Massive intestinal necrosis can be observed in at least 25% of patients undergoing surgery for acute mesenteric ischemia. Within the limitations of a retrospective study, the variables of shock, hemoconcentration and elevated serum amylase levels may be considered as independent predictive factors of fatal necrosis of the bowel.
对于肠系膜缺血患者,手术中怀疑肠道坏死是必要的。许多患者在开腹手术后会发生大面积坏死。然而,对于一些体弱的老年患者,术前预测大面积肠道坏死可避免不必要的剖腹手术。本研究的目的是评估急性肠系膜缺血患者大面积肠道坏死的预测因素。
我们回顾性评估了1990年至2004年在我院接受急性肠系膜缺血手术的155例患者的连续样本,其中男性88例,女性67例,平均年龄71.9岁(标准差±13.6)。记录年龄、性别、临床特征、实验室检查结果以及手术延迟时间,并将其作为大面积肠道坏死的可能危险因素进行评估。使用逻辑回归模型确定独立的预后因素。
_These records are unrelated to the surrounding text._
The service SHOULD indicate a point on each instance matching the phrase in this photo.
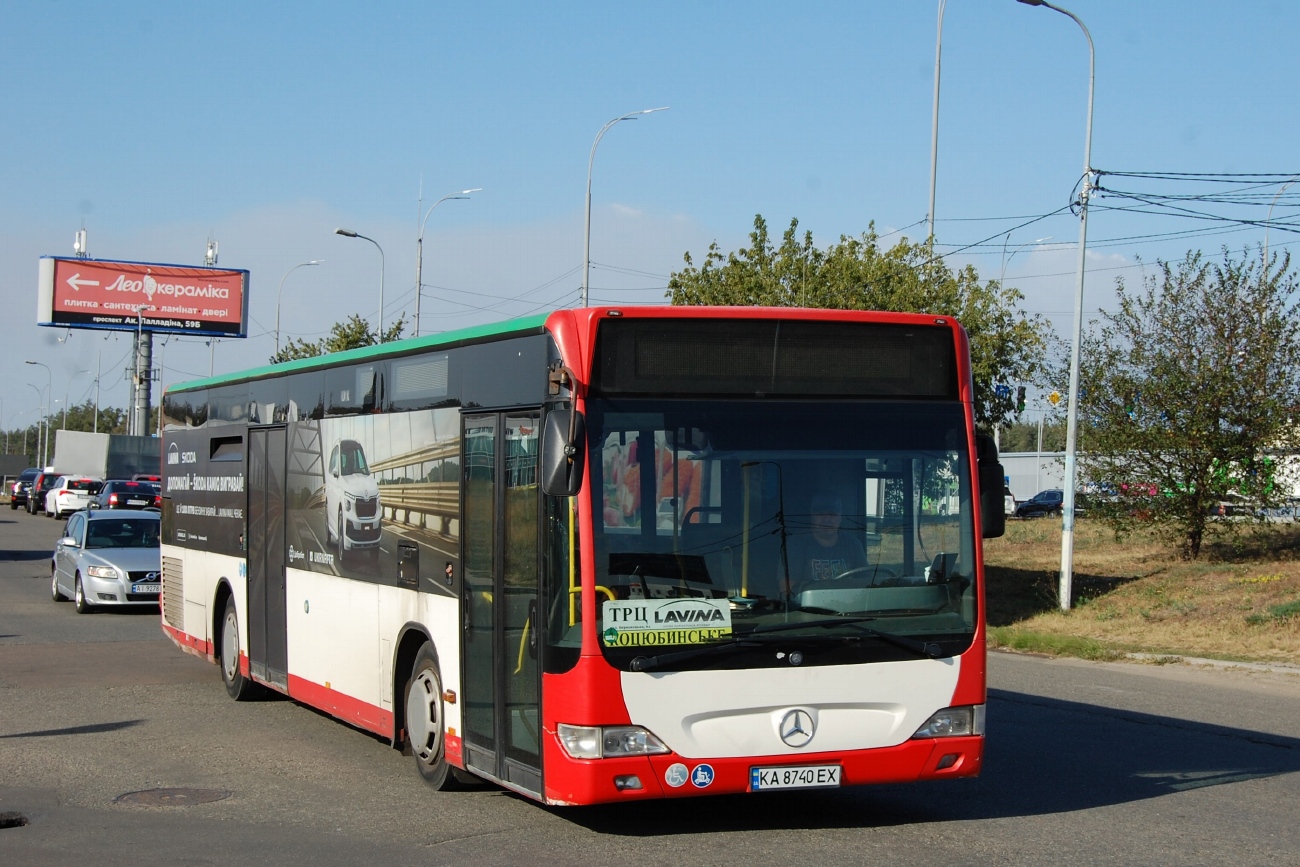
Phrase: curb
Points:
(1272, 668)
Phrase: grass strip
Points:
(1039, 642)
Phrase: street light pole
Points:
(1073, 406)
(419, 251)
(590, 161)
(50, 381)
(378, 334)
(934, 125)
(139, 421)
(40, 424)
(278, 293)
(68, 390)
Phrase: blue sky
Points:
(157, 125)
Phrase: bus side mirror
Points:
(992, 510)
(563, 452)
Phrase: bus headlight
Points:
(954, 722)
(607, 742)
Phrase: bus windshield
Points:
(781, 527)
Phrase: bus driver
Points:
(824, 553)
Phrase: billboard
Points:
(180, 299)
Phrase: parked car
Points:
(70, 494)
(39, 488)
(108, 559)
(118, 493)
(351, 501)
(1040, 504)
(22, 486)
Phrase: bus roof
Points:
(518, 326)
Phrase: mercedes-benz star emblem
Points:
(797, 728)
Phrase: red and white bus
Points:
(603, 554)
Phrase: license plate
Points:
(794, 776)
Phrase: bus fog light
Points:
(954, 722)
(580, 741)
(631, 740)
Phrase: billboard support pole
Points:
(142, 380)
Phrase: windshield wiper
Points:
(927, 649)
(646, 663)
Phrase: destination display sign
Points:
(649, 623)
(124, 295)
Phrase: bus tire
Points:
(425, 729)
(238, 686)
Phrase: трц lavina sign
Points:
(185, 299)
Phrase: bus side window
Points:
(563, 585)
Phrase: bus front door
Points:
(502, 683)
(268, 642)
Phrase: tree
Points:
(857, 273)
(351, 333)
(1188, 391)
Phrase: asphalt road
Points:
(1086, 764)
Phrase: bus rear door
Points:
(499, 651)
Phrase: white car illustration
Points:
(351, 501)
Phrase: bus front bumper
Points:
(573, 781)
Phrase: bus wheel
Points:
(238, 686)
(424, 724)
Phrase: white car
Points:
(351, 499)
(108, 558)
(72, 494)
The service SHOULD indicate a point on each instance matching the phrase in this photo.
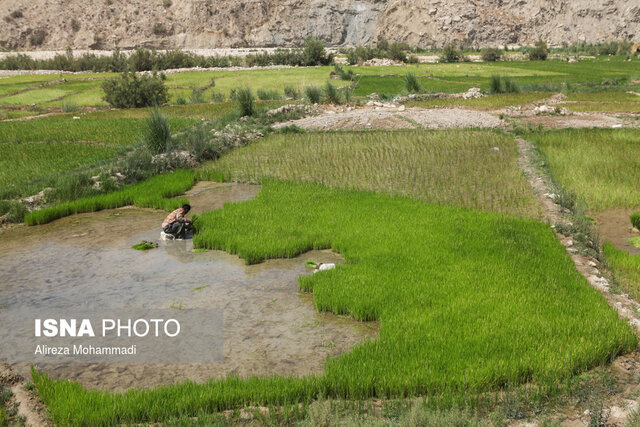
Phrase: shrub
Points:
(635, 219)
(314, 53)
(341, 73)
(313, 94)
(491, 54)
(291, 92)
(450, 53)
(411, 83)
(539, 52)
(244, 98)
(37, 37)
(132, 91)
(331, 93)
(157, 136)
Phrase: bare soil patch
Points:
(396, 118)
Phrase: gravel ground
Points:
(397, 118)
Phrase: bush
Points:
(411, 83)
(244, 98)
(539, 52)
(314, 53)
(131, 91)
(37, 37)
(491, 54)
(331, 93)
(157, 137)
(450, 53)
(291, 92)
(495, 85)
(343, 75)
(313, 94)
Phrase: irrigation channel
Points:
(86, 261)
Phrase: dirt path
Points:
(626, 368)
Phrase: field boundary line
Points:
(552, 212)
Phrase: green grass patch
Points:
(626, 268)
(455, 167)
(66, 129)
(467, 302)
(490, 102)
(24, 162)
(621, 107)
(144, 246)
(599, 165)
(157, 192)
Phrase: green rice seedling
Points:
(635, 219)
(510, 86)
(157, 192)
(27, 161)
(244, 99)
(313, 94)
(599, 165)
(467, 302)
(411, 83)
(626, 268)
(455, 167)
(157, 136)
(331, 93)
(197, 96)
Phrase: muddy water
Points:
(614, 227)
(86, 261)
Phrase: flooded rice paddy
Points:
(86, 261)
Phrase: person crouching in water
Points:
(175, 224)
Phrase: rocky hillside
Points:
(108, 24)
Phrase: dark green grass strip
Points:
(156, 192)
(467, 302)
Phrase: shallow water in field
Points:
(86, 261)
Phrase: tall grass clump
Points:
(467, 302)
(332, 94)
(157, 136)
(156, 192)
(313, 94)
(449, 167)
(635, 219)
(411, 83)
(244, 100)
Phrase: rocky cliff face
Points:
(124, 24)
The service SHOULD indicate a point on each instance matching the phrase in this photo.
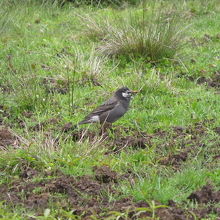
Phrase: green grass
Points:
(46, 42)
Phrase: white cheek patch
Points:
(124, 94)
(94, 118)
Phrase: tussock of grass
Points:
(54, 72)
(151, 36)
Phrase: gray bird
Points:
(111, 110)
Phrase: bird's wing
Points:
(105, 107)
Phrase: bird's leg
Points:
(104, 127)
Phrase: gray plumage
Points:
(111, 110)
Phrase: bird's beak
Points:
(134, 92)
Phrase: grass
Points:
(52, 67)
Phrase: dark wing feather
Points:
(105, 107)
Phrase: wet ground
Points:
(85, 195)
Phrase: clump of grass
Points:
(150, 35)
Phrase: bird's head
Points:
(124, 93)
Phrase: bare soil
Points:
(7, 139)
(85, 195)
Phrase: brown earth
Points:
(56, 85)
(214, 81)
(85, 195)
(205, 195)
(7, 139)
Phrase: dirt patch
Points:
(41, 125)
(213, 81)
(7, 139)
(176, 160)
(175, 211)
(85, 195)
(116, 142)
(56, 85)
(105, 175)
(205, 195)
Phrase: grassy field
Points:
(58, 62)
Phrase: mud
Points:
(7, 139)
(214, 81)
(105, 175)
(41, 125)
(56, 85)
(176, 160)
(85, 195)
(205, 195)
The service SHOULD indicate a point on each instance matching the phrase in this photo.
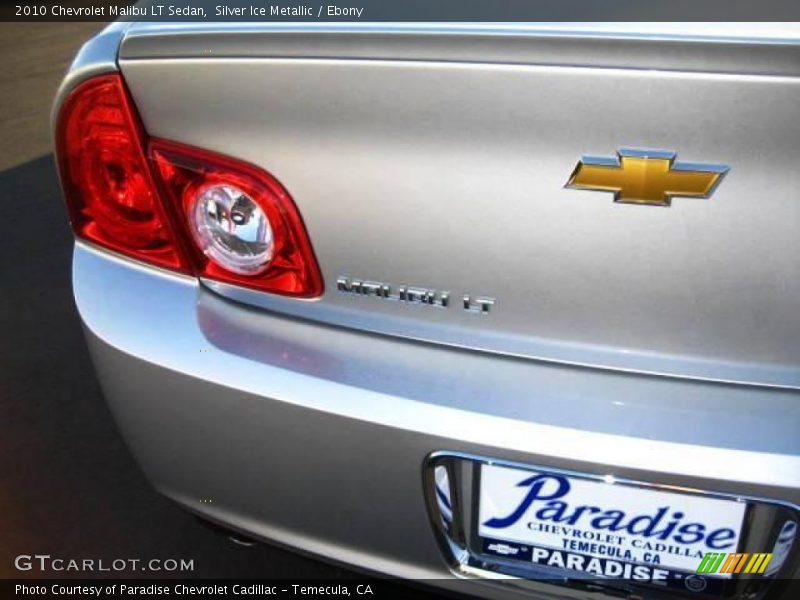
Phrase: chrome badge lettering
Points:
(412, 295)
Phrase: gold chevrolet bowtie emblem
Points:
(645, 177)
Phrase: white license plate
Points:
(601, 528)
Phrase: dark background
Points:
(68, 485)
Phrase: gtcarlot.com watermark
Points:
(47, 563)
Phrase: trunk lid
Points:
(445, 175)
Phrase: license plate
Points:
(601, 528)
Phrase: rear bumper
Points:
(315, 437)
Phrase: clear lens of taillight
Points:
(231, 229)
(267, 248)
(176, 206)
(107, 182)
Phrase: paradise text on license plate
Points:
(599, 528)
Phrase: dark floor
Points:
(68, 486)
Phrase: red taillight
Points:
(107, 182)
(175, 206)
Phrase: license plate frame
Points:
(452, 488)
(588, 551)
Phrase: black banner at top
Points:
(366, 11)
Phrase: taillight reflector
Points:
(110, 193)
(162, 203)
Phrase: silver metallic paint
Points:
(221, 422)
(360, 412)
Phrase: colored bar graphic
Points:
(734, 562)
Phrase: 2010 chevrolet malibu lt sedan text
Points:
(515, 305)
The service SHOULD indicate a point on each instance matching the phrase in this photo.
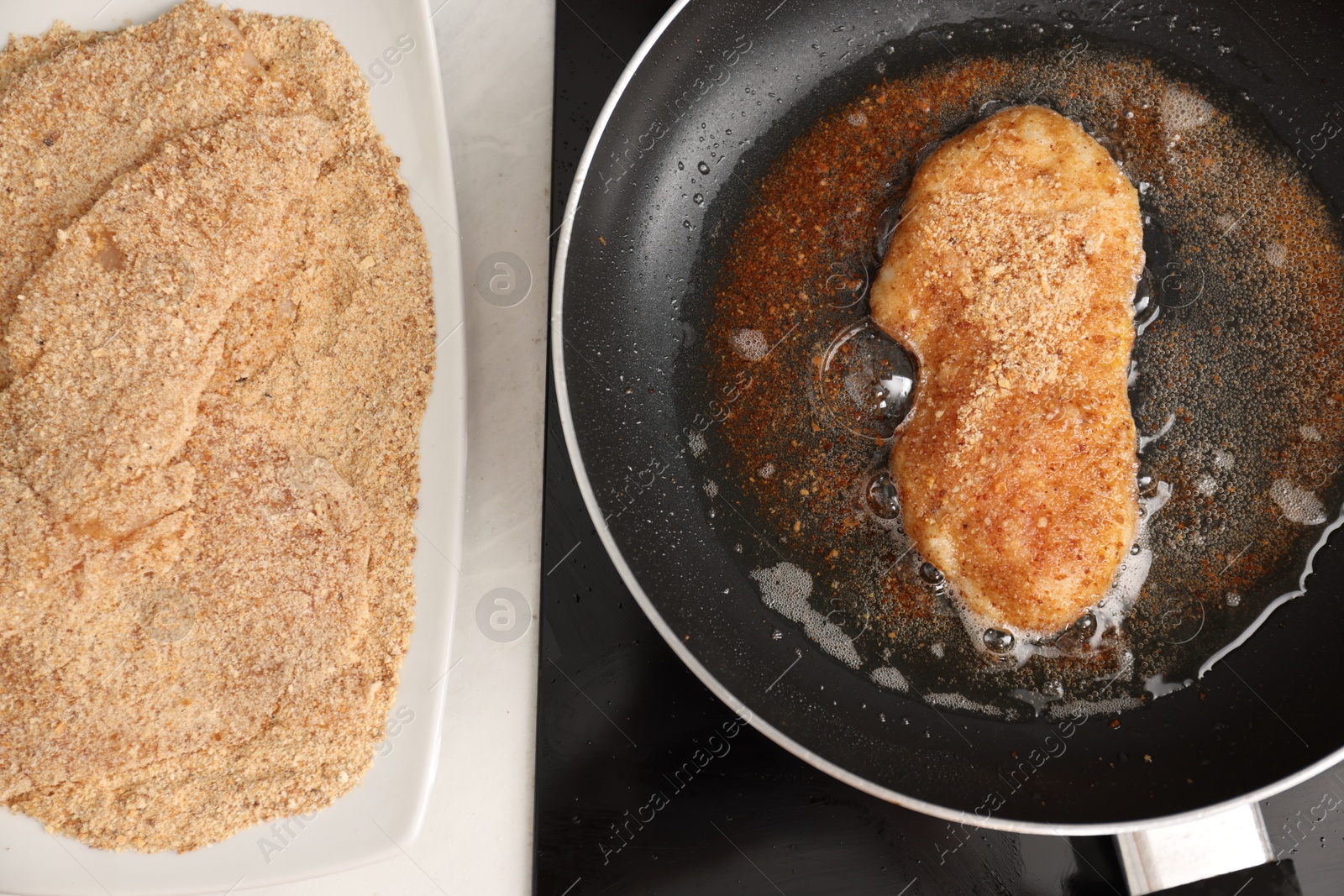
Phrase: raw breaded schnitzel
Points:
(1011, 277)
(218, 354)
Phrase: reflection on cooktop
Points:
(647, 783)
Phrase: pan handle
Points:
(1173, 855)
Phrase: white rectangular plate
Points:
(394, 45)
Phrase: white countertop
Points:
(496, 56)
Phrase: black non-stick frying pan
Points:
(737, 82)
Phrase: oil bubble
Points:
(867, 382)
(882, 497)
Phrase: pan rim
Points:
(683, 653)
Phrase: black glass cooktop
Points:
(632, 795)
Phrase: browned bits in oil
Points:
(1247, 269)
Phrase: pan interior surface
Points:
(675, 409)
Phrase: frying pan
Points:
(632, 284)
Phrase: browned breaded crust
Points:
(1011, 277)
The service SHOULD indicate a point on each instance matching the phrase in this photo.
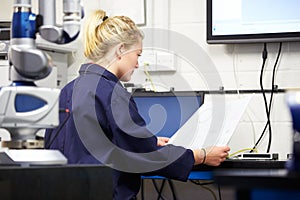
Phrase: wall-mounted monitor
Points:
(252, 21)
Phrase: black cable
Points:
(219, 190)
(273, 89)
(59, 128)
(142, 189)
(264, 57)
(268, 108)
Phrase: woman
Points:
(104, 125)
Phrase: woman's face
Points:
(129, 62)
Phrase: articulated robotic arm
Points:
(26, 108)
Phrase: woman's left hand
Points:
(162, 141)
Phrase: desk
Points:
(275, 184)
(56, 182)
(206, 173)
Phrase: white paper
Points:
(203, 130)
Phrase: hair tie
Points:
(104, 18)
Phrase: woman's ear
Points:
(120, 50)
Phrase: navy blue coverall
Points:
(99, 105)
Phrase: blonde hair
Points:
(102, 32)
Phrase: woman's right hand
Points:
(212, 156)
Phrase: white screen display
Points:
(240, 17)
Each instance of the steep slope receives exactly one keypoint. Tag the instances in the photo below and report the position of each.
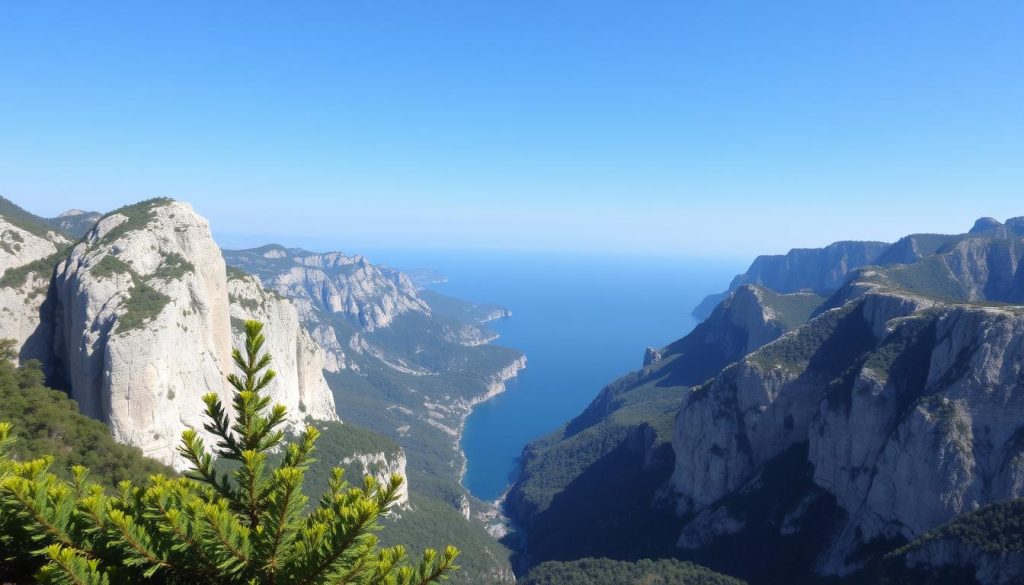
(397, 365)
(74, 223)
(902, 398)
(617, 452)
(983, 546)
(369, 297)
(828, 434)
(298, 359)
(143, 327)
(820, 270)
(29, 250)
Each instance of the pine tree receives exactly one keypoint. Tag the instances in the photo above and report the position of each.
(249, 526)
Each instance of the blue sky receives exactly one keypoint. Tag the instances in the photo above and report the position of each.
(713, 128)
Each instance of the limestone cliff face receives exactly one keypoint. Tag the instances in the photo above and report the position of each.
(820, 270)
(909, 409)
(368, 296)
(19, 247)
(143, 325)
(25, 281)
(298, 360)
(143, 328)
(381, 466)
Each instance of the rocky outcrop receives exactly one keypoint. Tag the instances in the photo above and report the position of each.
(821, 270)
(909, 410)
(368, 296)
(27, 259)
(143, 328)
(75, 222)
(298, 360)
(381, 466)
(142, 324)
155例患者中,48例(31%;95%置信区间:23.4 - 38.6)记录有大面积肠道坏死。发现大面积肠道坏死与年龄(p = 0.04)、既往使用地高辛(p = 0.01)、休克(p = 0.009)、血液浓缩(血红蛋白水平>16 g/dL)(p = 0.02)、高淀粉酶血症(p < 0.001)、酸中毒(p = 0.012)和碱中毒(p = 0.048)之间存在统计学显著关联。多步逻辑回归分析确定了三个与大面积肠道坏死风险较高显著相关的独立预后因素:休克(比值比 = 3.4;95%置信区间:1.1 - 10)、血液浓缩(比值比 = 6;95%置信区间:1.6 - 22.8)和高淀粉酶血症(比值比 = 4.2;95%置信区间:1.5 - 12.2)。
在接受急性肠系膜缺血手术的患者中,至少25%可观察到大面积肠道坏死。在回顾性研究的局限性内,休克、血液浓缩和血清淀粉酶水平升高这些变量可被视为肠道致命坏死的独立预测因素。